Ситуация резко изменилась в конце 1917—1918 гг. Много раз сельчане, проявив законопослушание и привезя в хранилища продовольственных комитетов свой хлеб, становились свидетелями гибели его из-за неналаженности хранения и вывоза. Поэтому если не появлялись вовремя мешочники, то начинали вовсю работать самогонные аппараты. В Тамбовской губернии, например, в конце 1917 г. остаток заготовленного губпродкомом и начавшего портиться хлеба был разобран крестьянами и, как сообщает источник, «весь пошел на самогонку». А в июне 1918 г.
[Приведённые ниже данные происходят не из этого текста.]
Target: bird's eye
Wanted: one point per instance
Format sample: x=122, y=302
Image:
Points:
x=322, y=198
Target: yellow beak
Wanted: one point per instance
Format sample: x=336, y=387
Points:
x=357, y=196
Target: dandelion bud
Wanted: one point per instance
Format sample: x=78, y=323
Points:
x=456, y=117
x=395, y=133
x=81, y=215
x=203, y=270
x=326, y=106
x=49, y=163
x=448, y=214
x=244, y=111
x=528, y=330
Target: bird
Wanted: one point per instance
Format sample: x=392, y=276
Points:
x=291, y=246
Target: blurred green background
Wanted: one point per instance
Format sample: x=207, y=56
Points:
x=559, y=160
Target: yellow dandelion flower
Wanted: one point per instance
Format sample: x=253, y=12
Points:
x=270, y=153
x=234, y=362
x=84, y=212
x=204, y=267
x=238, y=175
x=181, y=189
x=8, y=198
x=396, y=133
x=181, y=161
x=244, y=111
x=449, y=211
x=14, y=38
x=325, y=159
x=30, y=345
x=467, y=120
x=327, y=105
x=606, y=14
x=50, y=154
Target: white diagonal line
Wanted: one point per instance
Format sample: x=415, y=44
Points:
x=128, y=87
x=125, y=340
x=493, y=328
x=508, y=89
Е. Ярославский без всяких преувеличений указывал на потребление в хлебных деревнях в «самогонных целях» уже миллионов пудов зерна.176
Самогоноварение оказалось очень выгодным делом, и крестьяне получали двойную и тройную прибыль. Ликеро-водочные предприятия не работали, а спиртовые запасы были выпиты или уничтожены. Вместе с тем сложились социально-психологические предпосылки алкоголизации общества. Люди переживали страшные события и нуждались в постоянном восстановлении истрепанных нервов. Кроме того, одну из причин распространения пьянства писатель М. А. Осоргин правильно обнаруживал в рационе питания революционного времени: «...под селедку и воблу (широко употребляемых тогда в пищу. — А. Д.) страстно хотелось водки».177 Крестьяне повезли самогон в города. По виду они напоминали мешочников, да к тому же, случалось, фляжки запекали для конспирации в хлебные буханки.178
Современники отчетливо осознавали взаимосвязь между распространением кумышковарения в том или ином районе и сокращением легального и нелегального привоза провизии из него. Так, 31 декабря 1917 г. московский журнал «Продовольственное дело» сообщал: «Весь свободный от потребления на местах хлеб исчез с рынка, спрятан от продажи и вдали от постороннего глаза перегоняется на спирт».179 В том же солидном периодическом издании в марте 1918 г. отсутствие подвоза хлеба из Сибири объяснялось широким распространением курения самосидки в деревнях.180
Вот как объяснил ситуацию один советский автор в 1986 г.: «Когда не представлялось возможности продать хлеб по спекулятивным ценам, озлобленное кулачество шло на открытое его уничтожение (пускало на самогон. — А. Д.)».т Истина выражена почти эзоповым языком.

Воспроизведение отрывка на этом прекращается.